So this is what it comes down to: if I want to write a blog post, I have to do it while lying on my side feeding my son, awkwardly typing with a crick in my neck. This makes me think of a humor book on parenting I read (Sippy Cups Are not for Chardonnay), in which the author joked that the new definition of “sexy” for mothers is just getting to wash their hair.
I won’t lie: after just three weeks, both my hubby and I are having doubts about parenthood. What did we get ourselves into? we’ve asked. And, Does our baby come with a return policy? I feel terrible even typing those things, but from all the parenting books I’ve read (blame it on graduate school), these seem to be normal enough questions. Yet I’ve rarely heard them spoken by friends and acquaintances who have kids. Have they just forgotten what the early days were like? If so, here’s a reminder.

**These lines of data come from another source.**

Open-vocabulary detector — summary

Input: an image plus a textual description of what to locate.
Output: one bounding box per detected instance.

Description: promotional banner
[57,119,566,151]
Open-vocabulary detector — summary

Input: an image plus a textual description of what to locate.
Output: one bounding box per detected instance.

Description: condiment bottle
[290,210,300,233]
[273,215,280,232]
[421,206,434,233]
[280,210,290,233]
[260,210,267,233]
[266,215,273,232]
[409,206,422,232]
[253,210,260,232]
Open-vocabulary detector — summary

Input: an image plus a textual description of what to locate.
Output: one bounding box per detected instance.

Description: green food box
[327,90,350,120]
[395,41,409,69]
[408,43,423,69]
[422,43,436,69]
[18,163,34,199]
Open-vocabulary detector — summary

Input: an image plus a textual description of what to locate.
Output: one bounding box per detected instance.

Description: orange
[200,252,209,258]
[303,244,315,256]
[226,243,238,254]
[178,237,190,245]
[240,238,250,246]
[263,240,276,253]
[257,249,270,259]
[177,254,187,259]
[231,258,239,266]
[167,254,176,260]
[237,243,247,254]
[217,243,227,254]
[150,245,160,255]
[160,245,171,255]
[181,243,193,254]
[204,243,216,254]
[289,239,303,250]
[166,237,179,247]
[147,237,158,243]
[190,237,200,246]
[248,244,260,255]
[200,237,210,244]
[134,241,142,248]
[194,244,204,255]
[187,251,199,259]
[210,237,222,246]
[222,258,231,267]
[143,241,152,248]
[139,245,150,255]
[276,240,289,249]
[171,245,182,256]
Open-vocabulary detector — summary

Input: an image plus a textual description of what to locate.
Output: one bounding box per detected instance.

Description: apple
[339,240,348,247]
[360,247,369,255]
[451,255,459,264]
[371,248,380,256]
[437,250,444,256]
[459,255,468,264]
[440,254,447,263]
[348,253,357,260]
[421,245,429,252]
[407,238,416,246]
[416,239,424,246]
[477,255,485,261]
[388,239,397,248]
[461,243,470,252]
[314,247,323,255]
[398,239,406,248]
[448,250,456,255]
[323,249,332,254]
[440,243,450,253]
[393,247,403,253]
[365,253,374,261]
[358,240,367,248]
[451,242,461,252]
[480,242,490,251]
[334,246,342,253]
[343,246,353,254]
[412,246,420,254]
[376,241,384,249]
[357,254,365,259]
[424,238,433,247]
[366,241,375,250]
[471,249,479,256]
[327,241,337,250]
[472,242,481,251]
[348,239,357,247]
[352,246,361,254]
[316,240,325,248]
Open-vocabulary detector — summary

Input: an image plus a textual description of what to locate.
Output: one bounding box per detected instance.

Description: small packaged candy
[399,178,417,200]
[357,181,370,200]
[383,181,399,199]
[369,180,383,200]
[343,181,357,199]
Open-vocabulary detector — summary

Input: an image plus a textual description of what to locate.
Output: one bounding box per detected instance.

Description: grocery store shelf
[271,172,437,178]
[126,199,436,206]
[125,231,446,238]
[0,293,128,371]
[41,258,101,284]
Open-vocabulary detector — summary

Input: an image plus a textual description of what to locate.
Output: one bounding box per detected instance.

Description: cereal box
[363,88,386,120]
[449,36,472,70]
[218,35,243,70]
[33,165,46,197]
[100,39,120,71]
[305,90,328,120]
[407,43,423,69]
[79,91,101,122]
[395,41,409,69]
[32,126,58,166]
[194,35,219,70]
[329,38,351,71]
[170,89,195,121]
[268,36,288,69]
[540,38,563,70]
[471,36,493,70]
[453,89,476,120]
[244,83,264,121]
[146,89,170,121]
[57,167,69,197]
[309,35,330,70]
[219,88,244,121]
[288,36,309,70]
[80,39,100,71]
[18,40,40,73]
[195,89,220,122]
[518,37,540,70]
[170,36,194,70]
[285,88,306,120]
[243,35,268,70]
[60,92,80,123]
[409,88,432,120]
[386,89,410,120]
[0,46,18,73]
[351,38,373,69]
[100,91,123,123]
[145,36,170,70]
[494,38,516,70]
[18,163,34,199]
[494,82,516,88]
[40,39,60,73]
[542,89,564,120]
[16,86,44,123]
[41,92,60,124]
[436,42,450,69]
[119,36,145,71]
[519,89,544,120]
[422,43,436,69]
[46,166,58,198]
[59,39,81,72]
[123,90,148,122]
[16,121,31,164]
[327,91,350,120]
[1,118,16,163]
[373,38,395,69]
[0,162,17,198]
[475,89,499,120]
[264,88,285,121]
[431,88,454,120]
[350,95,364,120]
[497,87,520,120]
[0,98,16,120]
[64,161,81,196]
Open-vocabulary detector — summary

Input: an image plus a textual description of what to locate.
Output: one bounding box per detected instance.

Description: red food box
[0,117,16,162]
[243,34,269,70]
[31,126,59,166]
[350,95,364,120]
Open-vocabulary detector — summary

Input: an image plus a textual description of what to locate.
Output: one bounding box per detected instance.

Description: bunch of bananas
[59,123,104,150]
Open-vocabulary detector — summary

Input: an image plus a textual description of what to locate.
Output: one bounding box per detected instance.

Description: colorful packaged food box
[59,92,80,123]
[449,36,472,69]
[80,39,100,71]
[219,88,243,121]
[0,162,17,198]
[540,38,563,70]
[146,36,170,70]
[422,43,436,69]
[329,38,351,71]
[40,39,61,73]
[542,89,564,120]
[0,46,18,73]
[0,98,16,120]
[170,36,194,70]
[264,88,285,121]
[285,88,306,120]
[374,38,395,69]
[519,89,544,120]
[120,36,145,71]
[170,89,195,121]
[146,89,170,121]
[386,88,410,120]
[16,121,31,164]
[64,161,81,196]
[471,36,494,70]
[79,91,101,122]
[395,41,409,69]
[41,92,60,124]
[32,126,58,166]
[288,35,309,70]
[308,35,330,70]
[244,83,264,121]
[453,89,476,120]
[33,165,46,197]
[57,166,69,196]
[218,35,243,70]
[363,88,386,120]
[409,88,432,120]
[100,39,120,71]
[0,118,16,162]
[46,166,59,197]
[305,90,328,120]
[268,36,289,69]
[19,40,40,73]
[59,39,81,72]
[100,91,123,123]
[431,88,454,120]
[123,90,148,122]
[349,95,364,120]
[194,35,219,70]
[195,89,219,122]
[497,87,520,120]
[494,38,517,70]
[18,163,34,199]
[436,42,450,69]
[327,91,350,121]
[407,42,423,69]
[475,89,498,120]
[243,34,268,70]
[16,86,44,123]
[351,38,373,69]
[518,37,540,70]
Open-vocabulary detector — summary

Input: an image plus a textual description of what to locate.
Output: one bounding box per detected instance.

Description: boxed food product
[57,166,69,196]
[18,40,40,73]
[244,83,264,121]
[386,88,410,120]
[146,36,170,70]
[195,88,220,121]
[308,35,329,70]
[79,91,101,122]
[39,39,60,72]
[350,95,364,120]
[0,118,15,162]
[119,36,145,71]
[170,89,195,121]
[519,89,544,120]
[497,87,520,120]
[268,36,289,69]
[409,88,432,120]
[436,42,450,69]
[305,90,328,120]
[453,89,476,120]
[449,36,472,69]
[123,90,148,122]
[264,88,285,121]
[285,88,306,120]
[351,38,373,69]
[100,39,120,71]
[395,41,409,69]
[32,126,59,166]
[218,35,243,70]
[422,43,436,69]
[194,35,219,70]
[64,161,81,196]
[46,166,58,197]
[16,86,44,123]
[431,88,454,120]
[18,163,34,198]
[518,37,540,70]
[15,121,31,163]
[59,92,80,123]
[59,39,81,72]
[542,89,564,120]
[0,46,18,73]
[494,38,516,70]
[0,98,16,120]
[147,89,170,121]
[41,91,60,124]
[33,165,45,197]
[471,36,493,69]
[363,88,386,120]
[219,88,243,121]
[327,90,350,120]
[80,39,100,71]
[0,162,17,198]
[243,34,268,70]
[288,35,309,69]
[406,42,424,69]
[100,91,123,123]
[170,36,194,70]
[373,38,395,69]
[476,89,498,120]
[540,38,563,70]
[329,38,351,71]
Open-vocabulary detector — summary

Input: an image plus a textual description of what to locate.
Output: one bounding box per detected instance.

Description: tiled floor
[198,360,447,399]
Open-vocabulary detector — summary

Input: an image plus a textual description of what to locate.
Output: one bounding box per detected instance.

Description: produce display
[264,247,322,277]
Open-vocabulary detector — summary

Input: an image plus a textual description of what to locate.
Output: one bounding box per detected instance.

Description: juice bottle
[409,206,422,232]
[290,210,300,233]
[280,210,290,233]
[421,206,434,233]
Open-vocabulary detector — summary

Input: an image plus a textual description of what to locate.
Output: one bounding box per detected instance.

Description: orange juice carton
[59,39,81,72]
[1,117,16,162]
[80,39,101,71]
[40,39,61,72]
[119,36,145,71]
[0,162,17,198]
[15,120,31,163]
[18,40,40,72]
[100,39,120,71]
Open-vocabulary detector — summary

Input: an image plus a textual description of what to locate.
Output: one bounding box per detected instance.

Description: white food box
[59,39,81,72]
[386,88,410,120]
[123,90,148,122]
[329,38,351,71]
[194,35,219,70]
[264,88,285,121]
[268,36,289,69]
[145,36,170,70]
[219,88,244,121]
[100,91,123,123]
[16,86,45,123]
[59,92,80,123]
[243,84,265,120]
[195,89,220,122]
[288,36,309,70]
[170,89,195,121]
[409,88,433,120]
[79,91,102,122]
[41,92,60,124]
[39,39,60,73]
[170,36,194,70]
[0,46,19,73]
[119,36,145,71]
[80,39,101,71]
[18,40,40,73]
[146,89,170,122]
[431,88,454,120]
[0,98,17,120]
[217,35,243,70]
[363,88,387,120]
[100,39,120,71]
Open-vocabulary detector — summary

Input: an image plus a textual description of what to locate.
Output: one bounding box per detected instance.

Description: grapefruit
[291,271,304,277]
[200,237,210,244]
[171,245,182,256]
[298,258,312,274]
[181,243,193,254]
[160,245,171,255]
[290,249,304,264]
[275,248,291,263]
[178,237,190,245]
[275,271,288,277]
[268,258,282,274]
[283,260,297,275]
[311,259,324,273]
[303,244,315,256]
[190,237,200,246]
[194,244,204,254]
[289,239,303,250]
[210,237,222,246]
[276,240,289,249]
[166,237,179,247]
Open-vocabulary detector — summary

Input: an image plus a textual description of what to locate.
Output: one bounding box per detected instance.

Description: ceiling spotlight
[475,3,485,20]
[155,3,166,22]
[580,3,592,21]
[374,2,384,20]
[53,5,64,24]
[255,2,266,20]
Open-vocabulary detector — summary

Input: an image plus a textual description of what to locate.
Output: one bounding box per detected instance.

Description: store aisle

My newborn son takes round-the-clock work, but offers not one smile in return. More like it, he cries, and he screams—morning, noon, and night. Although just a week or so ago all his crying made me cry, too, now I roll my eyes, pick him up again, talk to him in silly voices (perhaps desperate pleas), or, if all else fails, I lay him down to scream for ten to fifteen minutes. I can’t take more than fifteen minutes.
When I do get him down for a nap, it’s all I can do to grab a shower or a bite to eat, or, if I’m really lucky, get some laundry or dishes done. Yesterday I was able to sweep the mud room where our dogs constantly track in, well, mud, and that was a major accomplishment. Some days I also manage to get dinner made before hubby comes home, and that is always cause for profuse thanksgiving.
In the beginning (just a couple weeks ago), I remember laying Sam down for a nap and praying, Lord, can you please let him sleep for one hour? Now, with the wet blanket of reality smothering me, I have started praying, Lord, thank you for every minute—and I really mean every single minute—that Sam sleeps. Sometimes it’s fewer than ten minutes. Yesterday’s two-hour nap was a happy milestone. But no matter how long or short it is, it is always just long enough…for me to get at least one thing done. Maybe it’s just a shower, maybe it’s just washing my breast pump accessories so I can be ready to pump again after the next feeding. Stressed though I am, God sees to it that my needs are met. That’s life right now.
Right now, I’m only accomplishing the most basic necessities. For an overachiever like myself, this is near torture. But, sigh, it’s good for me. It’s good to remember how dependent I am on God for my most basic necessities: food, clothing, shelter. Little Sam has reminded me of this. Because he is taking his sweet time to regain his birth weight, I’ve been worried about my milk supply. I’ve been worried about him. When I’m tempted to resent him for “chaining” me to a feeding schedule, I am softened to remember that, with all these feedings, this little, helpless being is totally depending on me for his life. Suddenly, all these mundane feedings are hardly small or insignificant. Likewise, motherhood.
Lord, when I’m tempted to see my new “job” as merely frustrating, difficult, and insignificant, remind me what a privilege it is. Help me see my job as a miracle—I’ve gotten to play a small part in creating a life, and now I get a small part in sustaining it. I get to understand what your job is like just a little more. I get to experience your love just a little deeper.
So this is what it comes down to (after forty minutes of feeding): a sweet, helpless baby sleeping silently on my chest, depending totally on me for his sustenance, his life. How can I stay angry at a sleeping baby? It’s impossible. This must be one of the survival mechanisms God built in to all newborn babies—for them and for their parents.